Because Elonis’s writing occurred on Facebook, media coverage of the Supreme Court’s decision to take the case has described it as a matter of online speech, or, more specifically, Facebook threats, and whether they deserve First Amendment protection. “Do threats on Facebook count?” asked MSNBC. According to Eugene Volokh, a UCLA law professor specializing in First Amendment and cyberlaw, however, that’s not really what’s at stake here.
“This isn’t a case about Facebook vs. other things,” he told me. “Journalists and laypeople love to make these kinds of cases all about the medium, but generally speaking the law regards the medium as largely irrelevant. The question is the message, the question is the context, and the rules are generally the same, whether it’s a letter, or a fax, or skywriting. Or a Facebook post.”
The medium of a threat might matter in some instances, he says: ”If, for example, the medium is a paper wrapped around a rock thrown through your window or, for that matter, a cross being burned on your front lawn, that is more likely to be both reasonably perceived to threaten and be intended to threaten.” But those aren’t the media Elonis chose.
What’s at issue in the Elonis case is something broader: how to define what counts as a threat, whatever the medium. More specifically, does the intent of the alleged threatener matter or not? Does he have to be aware that the thing he writes or says would be interpreted as a threat, or is what he says or writes automatically a threat as long as a reasonable person, receiving it, would judge it to be threatening? Put another way, is a threat in the eye of the issuer or the receiver?
Reading Elonis’s sadistic, gory postings, it’s clear that most people would judge them to be threatening. It’s also, however, hard to see how he could have written them without meaning to scare the hell out of his wife. But, as in many Supreme Court cases, what’s being argued over isn’t Elonis’s guilt or innocence; it’s something more procedural.
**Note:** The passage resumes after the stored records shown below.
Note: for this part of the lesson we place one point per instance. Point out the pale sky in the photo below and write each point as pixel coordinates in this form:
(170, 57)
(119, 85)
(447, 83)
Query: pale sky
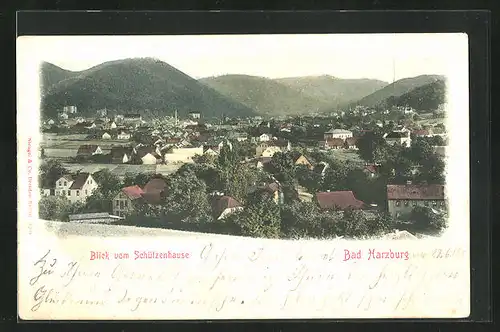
(273, 56)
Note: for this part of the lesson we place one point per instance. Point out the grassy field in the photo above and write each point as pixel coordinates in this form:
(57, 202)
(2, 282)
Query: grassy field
(428, 121)
(346, 155)
(121, 169)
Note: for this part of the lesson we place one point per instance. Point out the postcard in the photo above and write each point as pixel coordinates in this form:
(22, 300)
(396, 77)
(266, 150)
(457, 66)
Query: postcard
(206, 177)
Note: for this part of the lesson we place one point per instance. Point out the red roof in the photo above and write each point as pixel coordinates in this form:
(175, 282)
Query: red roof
(371, 168)
(79, 181)
(156, 184)
(221, 203)
(133, 192)
(338, 199)
(415, 192)
(335, 142)
(422, 132)
(350, 141)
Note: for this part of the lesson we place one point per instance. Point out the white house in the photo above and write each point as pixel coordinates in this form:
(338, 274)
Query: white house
(184, 155)
(124, 135)
(401, 137)
(76, 188)
(401, 199)
(337, 133)
(264, 138)
(269, 151)
(222, 206)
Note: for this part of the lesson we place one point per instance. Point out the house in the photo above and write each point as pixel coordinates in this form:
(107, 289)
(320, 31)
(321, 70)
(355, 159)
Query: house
(194, 115)
(272, 189)
(422, 133)
(401, 199)
(121, 154)
(371, 170)
(146, 155)
(182, 155)
(337, 133)
(123, 135)
(94, 218)
(266, 151)
(111, 125)
(333, 143)
(262, 161)
(264, 138)
(398, 137)
(123, 201)
(132, 118)
(154, 190)
(88, 150)
(339, 200)
(240, 137)
(350, 143)
(76, 188)
(222, 206)
(300, 159)
(69, 109)
(321, 168)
The jury in his original trial was instructed that he should be found guilty of threatening his wife and others based on the “reasonable person” standard of a true threat. Elonis is arguing that his intent should have been taken into account. That’s what the Supreme Court will decide. It’s very possible, as Volokh points out, that the Supreme Court would find for Elonis, giving him a retrial, only for him to be once again found guilty.